The results also showed that those that had disordered eating behaviour (DEB) had worse diabetes control.
The study evaluated 770 youngsters in Norway of both genders (51% female, 49% male. The youngsters each filled in a 16 point survey known as the Diabetes Eating Problem Survey-Revised (DEPS-R).
The results of the study showed that 18.3% of the patients exhibited disordered eating. Females were 3 times as likely as males to report these signs (28% female and 9% of males). Within the 17-19 year olds, the likelihood almost doubled across both genders with 15% of males and 49% of females showing disordered behaviour towards eating.
HBA1c measurements were also analysed. Teenagers that displayed disordered eating had an average HbA1c of 9.2% compared with the rest of the group, which had an average HBA1c of 8.4%.
Alarmingly, 1 in 4 females reported that they would skip an insulin injection if they had overeaten. Regularly skipping insulin doses in a bid to lose weight, known as diabulimia, is relatively common amongst teenagers and can significantly raise the risk of suffering complications earlier in life.

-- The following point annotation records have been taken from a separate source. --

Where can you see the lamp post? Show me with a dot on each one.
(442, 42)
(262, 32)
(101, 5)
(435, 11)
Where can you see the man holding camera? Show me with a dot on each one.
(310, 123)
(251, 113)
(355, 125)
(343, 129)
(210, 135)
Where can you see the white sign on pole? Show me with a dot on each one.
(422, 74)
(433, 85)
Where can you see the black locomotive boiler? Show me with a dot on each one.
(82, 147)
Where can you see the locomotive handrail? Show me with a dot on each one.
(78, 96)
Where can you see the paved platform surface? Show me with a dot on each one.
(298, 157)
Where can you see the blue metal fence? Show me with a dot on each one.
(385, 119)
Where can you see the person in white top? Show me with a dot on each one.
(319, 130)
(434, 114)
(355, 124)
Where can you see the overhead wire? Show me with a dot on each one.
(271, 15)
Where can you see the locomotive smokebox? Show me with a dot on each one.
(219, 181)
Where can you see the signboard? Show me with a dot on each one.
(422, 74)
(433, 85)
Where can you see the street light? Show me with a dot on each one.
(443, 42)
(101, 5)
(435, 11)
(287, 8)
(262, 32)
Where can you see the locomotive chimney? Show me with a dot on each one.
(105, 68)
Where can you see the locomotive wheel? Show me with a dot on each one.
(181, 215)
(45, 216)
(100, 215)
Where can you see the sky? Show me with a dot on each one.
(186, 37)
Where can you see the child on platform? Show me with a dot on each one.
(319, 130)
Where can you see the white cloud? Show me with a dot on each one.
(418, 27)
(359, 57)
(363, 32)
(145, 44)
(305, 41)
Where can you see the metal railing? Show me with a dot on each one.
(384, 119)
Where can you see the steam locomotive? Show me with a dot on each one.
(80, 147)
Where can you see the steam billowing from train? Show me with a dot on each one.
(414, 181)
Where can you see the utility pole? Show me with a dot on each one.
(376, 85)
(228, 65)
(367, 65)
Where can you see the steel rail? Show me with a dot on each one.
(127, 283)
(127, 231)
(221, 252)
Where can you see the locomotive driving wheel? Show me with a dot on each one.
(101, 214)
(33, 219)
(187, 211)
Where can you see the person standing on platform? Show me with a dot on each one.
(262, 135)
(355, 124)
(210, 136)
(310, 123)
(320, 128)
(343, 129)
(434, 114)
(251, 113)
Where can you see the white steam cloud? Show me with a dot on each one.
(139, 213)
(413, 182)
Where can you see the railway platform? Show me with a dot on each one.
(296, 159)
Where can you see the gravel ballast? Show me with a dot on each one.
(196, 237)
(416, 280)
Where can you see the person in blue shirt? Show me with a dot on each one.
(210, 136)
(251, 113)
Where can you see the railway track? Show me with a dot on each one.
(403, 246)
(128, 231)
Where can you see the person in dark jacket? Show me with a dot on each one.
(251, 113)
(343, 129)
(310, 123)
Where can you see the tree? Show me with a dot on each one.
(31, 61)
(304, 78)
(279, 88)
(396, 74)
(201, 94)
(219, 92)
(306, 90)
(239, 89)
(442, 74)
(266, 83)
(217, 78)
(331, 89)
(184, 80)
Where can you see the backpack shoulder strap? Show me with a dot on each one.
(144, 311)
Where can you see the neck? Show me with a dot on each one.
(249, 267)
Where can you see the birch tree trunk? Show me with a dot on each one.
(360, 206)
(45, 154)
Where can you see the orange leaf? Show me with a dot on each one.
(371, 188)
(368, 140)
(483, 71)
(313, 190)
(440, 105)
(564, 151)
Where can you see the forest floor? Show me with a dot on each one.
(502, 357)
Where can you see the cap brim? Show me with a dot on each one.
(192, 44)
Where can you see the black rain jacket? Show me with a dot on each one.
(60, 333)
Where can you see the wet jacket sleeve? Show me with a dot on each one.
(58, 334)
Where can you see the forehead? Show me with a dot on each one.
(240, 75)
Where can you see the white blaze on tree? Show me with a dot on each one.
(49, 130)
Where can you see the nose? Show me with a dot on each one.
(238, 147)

Type 1 diabetes interacts with and affects eating in a number of ways. The effect of high and low sugar levels through the day, can both induce hunger and there’s also an emotional effect to take into account. People with type 1 diabetes have to medicate for each meal, including making tricky dosing decisions and this can increase the chance of negative feelings towards eating or taking insulin, which could escalate into disordered eating or missed insulin doses. When you add in the further factor of body weight issues, this can exaggerate matters further.
Figures from the study show that poorer blood glucose control and disordered eating patterns are associated with one another and suggests that teenagers with type 1 diabetes, and particularly females, may require holistic help in managing blood glucose levels including input from a diabetic consultant, dietitian and psychologist working together.